Major UN Climate Program “Basically a Farce”

Today’s climate campaign embarrassment comes to us courtesy of Nature magazine once again, which has a story in the current issue about how the UN’s “Clean Development Mechanism” (CDM), which was essentially a fig leaf for wealth transfers from industrialized nations to poor developing nations, isn’t working according to plan.  The CDM is a prototype for a global cap and trade system, whereby industrial sources of greenhouse gas emissions would pay to “offset” their emissions by paying for projects that would reduce the growth of emissions in developing nations like China and India.

There has been rampant fraud in this program since the beginning, which is a feature rather than a bug for the UN of course.  Naturally the UN wants to expand this program and increase the amount of money rich nations send to poor nations, since, as one leading German climate diplomat, Ottmar Edenhoffer, put it indelicately last fall: “But one must say clearly that we redistribute de facto the world’s wealth by climate policy.  Obviously, the owners of coal and oil will not be enthusiastic about this.  One has to free oneself from the illusion that international climate policy is environmental policy.  This has almost nothing to do with environmental policy anymore.”
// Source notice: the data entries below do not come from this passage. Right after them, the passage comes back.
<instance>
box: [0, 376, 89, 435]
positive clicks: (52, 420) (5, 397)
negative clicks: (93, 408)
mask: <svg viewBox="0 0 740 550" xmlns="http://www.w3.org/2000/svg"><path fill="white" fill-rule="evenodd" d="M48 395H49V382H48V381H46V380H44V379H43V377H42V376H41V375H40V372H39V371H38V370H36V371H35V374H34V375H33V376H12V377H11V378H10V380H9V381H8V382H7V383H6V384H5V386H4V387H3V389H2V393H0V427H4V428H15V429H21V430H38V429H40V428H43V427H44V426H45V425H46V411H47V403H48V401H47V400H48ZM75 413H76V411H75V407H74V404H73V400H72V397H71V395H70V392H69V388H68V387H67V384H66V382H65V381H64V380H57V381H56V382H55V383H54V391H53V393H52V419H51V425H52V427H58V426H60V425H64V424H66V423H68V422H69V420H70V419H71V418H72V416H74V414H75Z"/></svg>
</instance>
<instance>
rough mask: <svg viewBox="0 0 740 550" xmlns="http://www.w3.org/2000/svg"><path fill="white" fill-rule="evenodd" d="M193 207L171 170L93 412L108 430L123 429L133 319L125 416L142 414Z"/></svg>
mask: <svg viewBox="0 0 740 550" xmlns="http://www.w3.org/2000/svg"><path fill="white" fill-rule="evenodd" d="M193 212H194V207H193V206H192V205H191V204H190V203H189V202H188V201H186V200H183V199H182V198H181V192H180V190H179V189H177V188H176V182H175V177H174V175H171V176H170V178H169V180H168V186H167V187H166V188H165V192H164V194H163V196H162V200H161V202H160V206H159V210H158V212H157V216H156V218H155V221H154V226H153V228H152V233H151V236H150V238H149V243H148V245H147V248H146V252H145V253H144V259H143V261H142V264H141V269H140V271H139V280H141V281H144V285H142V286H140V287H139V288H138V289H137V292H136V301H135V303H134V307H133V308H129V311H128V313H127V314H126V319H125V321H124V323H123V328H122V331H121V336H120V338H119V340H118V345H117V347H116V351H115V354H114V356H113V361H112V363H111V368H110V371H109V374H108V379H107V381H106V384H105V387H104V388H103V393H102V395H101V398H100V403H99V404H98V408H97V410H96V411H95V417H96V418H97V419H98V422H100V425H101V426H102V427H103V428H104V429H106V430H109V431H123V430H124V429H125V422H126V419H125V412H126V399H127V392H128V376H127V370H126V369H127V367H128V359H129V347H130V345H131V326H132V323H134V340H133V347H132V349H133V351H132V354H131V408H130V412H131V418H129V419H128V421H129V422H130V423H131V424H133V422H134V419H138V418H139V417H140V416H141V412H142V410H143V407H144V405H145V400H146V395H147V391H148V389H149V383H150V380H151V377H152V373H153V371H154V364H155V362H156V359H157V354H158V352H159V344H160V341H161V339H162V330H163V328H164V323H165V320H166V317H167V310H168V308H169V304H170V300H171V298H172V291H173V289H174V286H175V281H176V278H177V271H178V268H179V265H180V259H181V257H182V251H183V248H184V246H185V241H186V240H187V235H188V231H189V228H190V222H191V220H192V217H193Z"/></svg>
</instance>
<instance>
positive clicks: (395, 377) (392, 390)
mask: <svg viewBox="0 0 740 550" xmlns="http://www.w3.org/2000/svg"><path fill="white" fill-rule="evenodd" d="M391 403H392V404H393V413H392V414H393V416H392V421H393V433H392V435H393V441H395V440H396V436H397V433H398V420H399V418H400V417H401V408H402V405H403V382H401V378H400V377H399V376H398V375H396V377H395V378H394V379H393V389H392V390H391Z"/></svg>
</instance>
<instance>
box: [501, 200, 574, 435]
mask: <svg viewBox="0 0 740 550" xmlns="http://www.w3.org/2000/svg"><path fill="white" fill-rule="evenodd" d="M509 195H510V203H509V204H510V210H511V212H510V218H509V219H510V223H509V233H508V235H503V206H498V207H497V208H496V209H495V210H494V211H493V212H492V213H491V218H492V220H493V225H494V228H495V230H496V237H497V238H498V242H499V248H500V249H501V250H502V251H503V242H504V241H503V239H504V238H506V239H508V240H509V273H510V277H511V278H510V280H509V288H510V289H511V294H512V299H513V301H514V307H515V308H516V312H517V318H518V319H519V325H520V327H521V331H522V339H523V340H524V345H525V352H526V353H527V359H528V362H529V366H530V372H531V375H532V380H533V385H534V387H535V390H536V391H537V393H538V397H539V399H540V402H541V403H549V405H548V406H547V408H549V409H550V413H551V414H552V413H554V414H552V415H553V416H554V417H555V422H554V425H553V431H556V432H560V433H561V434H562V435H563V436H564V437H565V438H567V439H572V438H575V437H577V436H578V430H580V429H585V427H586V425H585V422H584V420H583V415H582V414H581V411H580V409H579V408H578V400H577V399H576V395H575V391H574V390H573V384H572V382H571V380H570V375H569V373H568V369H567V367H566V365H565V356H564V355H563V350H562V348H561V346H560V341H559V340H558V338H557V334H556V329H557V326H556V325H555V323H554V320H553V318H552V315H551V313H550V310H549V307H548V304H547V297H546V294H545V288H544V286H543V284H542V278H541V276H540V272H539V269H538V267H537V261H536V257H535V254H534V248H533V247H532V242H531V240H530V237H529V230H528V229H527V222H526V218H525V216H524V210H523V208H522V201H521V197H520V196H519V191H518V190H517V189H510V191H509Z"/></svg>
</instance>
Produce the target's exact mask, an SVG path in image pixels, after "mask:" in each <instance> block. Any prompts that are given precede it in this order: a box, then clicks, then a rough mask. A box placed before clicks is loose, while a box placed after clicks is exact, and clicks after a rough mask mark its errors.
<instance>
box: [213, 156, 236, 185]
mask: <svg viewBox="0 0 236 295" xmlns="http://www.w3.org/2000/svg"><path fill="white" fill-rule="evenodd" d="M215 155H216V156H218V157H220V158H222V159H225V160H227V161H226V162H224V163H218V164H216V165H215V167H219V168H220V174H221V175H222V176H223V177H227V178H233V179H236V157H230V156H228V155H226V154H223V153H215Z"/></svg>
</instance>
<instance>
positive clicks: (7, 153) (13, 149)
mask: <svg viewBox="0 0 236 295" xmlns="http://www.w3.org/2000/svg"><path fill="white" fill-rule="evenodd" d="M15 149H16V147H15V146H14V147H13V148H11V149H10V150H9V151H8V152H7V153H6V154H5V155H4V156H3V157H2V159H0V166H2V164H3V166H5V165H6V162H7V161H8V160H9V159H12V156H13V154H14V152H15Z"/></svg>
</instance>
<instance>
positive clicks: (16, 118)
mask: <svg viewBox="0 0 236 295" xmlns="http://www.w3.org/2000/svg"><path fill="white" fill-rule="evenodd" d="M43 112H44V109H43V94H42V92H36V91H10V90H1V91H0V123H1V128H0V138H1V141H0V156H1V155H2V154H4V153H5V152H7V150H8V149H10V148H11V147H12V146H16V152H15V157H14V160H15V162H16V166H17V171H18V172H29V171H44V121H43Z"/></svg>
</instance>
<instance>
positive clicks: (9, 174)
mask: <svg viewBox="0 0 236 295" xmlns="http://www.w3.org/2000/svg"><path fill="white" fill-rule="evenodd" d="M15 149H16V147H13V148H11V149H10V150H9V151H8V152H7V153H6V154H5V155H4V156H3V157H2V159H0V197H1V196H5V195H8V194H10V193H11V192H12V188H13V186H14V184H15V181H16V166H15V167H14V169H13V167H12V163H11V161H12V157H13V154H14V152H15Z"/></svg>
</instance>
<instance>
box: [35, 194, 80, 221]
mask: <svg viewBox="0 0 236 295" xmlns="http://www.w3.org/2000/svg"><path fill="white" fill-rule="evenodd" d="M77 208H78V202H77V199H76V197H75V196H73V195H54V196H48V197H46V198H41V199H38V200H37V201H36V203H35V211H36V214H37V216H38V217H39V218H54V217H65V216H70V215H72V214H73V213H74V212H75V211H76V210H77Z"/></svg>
The most fun aspect of this story is that the damaging information comes courtesy of the Wikileaks folks.  Obviously they didn’t get the memo that they’re only supposed to serve leftist causes.  The Nature article may be behind a subscriber firewall, so here are the relevant passages:

[The CDM] allows rich countries to offset some of their carbon emissions by investing in climate-friendly projects, such as hydroelectric power and wind farms, in developing countries. Verified projects earn certified emission reductions (CERs) — carbon credits that can be bought and sold, and count towards meeting rich nations’ carbon-reduction targets.
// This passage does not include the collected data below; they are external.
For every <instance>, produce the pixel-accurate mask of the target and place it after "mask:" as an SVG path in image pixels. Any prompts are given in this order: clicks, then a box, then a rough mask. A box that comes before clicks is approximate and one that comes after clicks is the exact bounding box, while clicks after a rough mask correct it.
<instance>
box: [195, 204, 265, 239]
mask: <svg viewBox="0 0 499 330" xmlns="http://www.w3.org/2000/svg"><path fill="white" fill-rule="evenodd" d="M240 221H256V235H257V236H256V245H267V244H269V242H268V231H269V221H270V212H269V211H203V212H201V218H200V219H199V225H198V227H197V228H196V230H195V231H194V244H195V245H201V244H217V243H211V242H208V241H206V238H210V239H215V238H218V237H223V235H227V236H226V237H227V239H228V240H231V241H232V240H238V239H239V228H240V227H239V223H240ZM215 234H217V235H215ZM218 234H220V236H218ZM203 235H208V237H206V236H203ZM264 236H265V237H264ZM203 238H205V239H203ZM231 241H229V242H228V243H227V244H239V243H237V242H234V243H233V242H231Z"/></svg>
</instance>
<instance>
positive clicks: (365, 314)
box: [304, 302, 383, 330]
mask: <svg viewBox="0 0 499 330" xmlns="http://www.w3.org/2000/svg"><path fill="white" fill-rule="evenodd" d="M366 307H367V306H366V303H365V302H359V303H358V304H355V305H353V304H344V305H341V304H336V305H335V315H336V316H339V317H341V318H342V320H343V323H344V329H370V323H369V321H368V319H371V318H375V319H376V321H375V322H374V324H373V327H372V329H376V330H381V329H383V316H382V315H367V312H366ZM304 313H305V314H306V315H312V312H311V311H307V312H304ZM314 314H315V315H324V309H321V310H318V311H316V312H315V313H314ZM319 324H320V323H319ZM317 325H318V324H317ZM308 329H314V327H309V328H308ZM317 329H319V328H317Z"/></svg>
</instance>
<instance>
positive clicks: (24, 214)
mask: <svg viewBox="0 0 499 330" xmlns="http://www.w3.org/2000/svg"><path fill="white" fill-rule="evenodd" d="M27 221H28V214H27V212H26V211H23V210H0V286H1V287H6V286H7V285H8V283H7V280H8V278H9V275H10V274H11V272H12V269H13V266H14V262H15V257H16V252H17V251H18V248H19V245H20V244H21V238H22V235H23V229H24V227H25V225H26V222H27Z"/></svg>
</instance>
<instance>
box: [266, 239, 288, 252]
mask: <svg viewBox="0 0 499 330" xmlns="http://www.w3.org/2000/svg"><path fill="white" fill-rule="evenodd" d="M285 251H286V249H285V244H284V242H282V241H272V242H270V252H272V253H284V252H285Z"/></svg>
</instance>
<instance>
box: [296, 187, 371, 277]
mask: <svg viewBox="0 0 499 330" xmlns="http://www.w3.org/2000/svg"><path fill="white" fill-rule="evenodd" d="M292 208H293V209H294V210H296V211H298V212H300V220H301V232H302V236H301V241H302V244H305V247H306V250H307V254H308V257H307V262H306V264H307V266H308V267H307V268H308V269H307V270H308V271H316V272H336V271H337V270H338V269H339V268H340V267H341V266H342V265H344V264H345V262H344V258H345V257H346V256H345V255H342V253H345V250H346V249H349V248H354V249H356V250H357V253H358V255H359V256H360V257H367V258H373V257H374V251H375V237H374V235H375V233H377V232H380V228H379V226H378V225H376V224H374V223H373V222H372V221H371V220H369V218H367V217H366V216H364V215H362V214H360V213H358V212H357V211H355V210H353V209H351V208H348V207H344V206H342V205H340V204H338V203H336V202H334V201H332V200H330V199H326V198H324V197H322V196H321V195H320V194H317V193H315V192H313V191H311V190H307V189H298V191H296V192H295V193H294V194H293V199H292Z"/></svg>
But a diplomatic cable published last month by the WikiLeaks website reveals that most of the CDM projects in India should not have been certified because they did not reduce emissions beyond those that would have been achieved without foreign investment. Indian officials have apparently known about the problem for at least two years.

“What has leaked just confirms our view that in its present form the CDM is basically a farce,” says Eva Filzmoser, programme director of CDM Watch, a Brussels-based watchdog organization. The revelations imply that millions of tonnes of claimed reductions in greenhouse-gas emissions are mere phantoms, she says, and potentially cast doubt over the principle of carbon trading. “In the face of these comments it is no wonder that the United States has backed away from emission trading,” Filzmoser says.